Ransomware persistence is being accelerated by the industrialization of cybercrime, but there are global efforts to prevent it. IBM Security X-Force found that the analysis time for ransomware attacks against organizations has decreased by 94% over the past three years, down from more than two months to just under four days.
These exponentially shorter attack lifecycles can lead to more impactful attacks because the time it takes for cybersecurity incident responders to detect and contain an attack is very short. It is important for organizations to prioritize rigorous testing of their incident response (IR) playbooks in advance, as the time to ransom is reduced to hours. However, according to the report, up to 37% of surveyed organizations with incident response plans in place do not test them regularly.
Hybrid Cloud Advantage
The report also highlights hybrid cloud environments as the most prevalent (45%) infrastructure among surveyed enterprises. With an average cost of compromise of $3.8 million, companies with a hybrid cloud model recorded lower costs of compromise than those with a pure public or private cloud model, with an average of $5.02 million and $424 million. I was. In fact, the hybrid cloud user surveyed was able to detect and contain a data breach an average of 15 days earlier than her global average of 277 days for participants.

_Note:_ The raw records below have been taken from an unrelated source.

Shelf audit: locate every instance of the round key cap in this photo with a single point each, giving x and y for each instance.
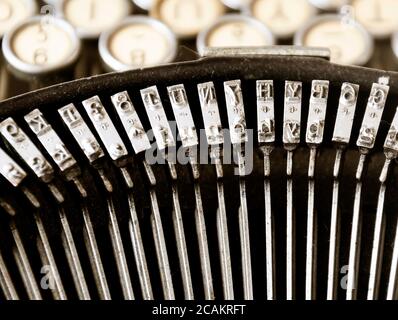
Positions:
(40, 45)
(348, 40)
(137, 42)
(91, 17)
(187, 17)
(379, 17)
(329, 5)
(13, 12)
(144, 4)
(283, 17)
(237, 4)
(394, 44)
(235, 31)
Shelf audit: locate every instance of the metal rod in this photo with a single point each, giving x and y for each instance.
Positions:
(377, 248)
(311, 247)
(59, 292)
(269, 242)
(392, 289)
(182, 246)
(203, 245)
(26, 269)
(73, 258)
(6, 282)
(334, 244)
(119, 253)
(355, 244)
(245, 243)
(290, 243)
(139, 253)
(223, 241)
(95, 256)
(161, 250)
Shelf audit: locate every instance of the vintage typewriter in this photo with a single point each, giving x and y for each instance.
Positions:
(216, 161)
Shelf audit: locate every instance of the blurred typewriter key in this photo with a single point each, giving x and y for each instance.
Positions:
(348, 41)
(237, 4)
(92, 17)
(283, 17)
(137, 42)
(187, 17)
(235, 31)
(379, 17)
(16, 176)
(144, 4)
(12, 12)
(366, 141)
(43, 48)
(329, 5)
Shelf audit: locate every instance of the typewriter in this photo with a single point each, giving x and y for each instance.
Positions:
(198, 150)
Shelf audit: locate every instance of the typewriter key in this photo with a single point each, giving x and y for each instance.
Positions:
(291, 140)
(41, 45)
(13, 12)
(266, 139)
(341, 138)
(379, 17)
(144, 4)
(92, 17)
(237, 4)
(215, 140)
(187, 17)
(391, 153)
(348, 40)
(366, 141)
(15, 175)
(314, 138)
(329, 5)
(137, 42)
(239, 136)
(33, 157)
(283, 17)
(235, 31)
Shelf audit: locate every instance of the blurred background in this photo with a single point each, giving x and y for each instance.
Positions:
(47, 42)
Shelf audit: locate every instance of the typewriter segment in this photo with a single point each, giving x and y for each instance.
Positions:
(198, 150)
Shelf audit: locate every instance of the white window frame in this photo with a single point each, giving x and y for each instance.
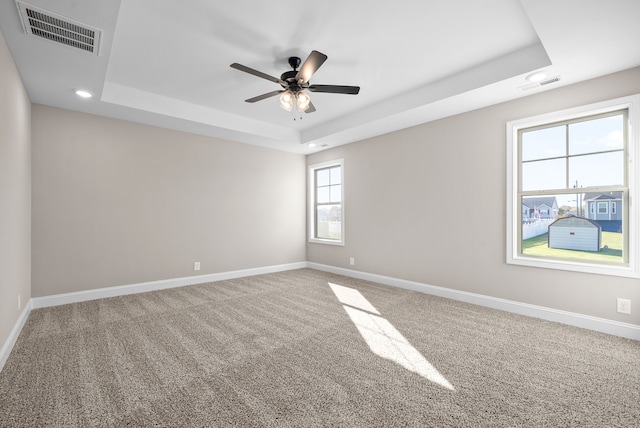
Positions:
(630, 269)
(311, 210)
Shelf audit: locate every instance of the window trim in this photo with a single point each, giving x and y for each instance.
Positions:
(311, 198)
(630, 269)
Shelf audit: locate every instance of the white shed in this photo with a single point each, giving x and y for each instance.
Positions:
(575, 233)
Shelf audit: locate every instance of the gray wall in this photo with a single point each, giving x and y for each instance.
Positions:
(117, 203)
(15, 193)
(416, 204)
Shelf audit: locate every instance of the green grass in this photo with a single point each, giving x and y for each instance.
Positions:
(538, 247)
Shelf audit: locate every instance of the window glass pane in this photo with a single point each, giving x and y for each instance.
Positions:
(335, 176)
(544, 175)
(329, 222)
(604, 169)
(322, 177)
(596, 135)
(323, 195)
(602, 207)
(336, 193)
(570, 231)
(544, 143)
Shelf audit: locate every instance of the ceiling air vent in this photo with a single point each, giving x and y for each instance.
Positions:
(541, 83)
(48, 25)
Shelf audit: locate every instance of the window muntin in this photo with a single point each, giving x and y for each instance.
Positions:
(326, 223)
(576, 156)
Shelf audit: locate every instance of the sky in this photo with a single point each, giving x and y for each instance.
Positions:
(554, 160)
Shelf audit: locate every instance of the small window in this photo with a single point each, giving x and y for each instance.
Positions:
(575, 161)
(326, 190)
(602, 208)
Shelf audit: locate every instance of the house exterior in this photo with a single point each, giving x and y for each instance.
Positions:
(575, 233)
(606, 209)
(539, 208)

The report highlights that 45% of security breaches studied occurred in the cloud, highlighting the importance of cloud security. However, a whopping 43% of organizations that reported said they were in the early stages or had not yet started implementing security measures to protect their cloud environments, observing the high cost of security breaches. increase. Organizations surveyed that did not implement security practices across their cloud environments took an average of 108 days longer to identify and contain a data breach than organizations that consistently applied security practices across their domains.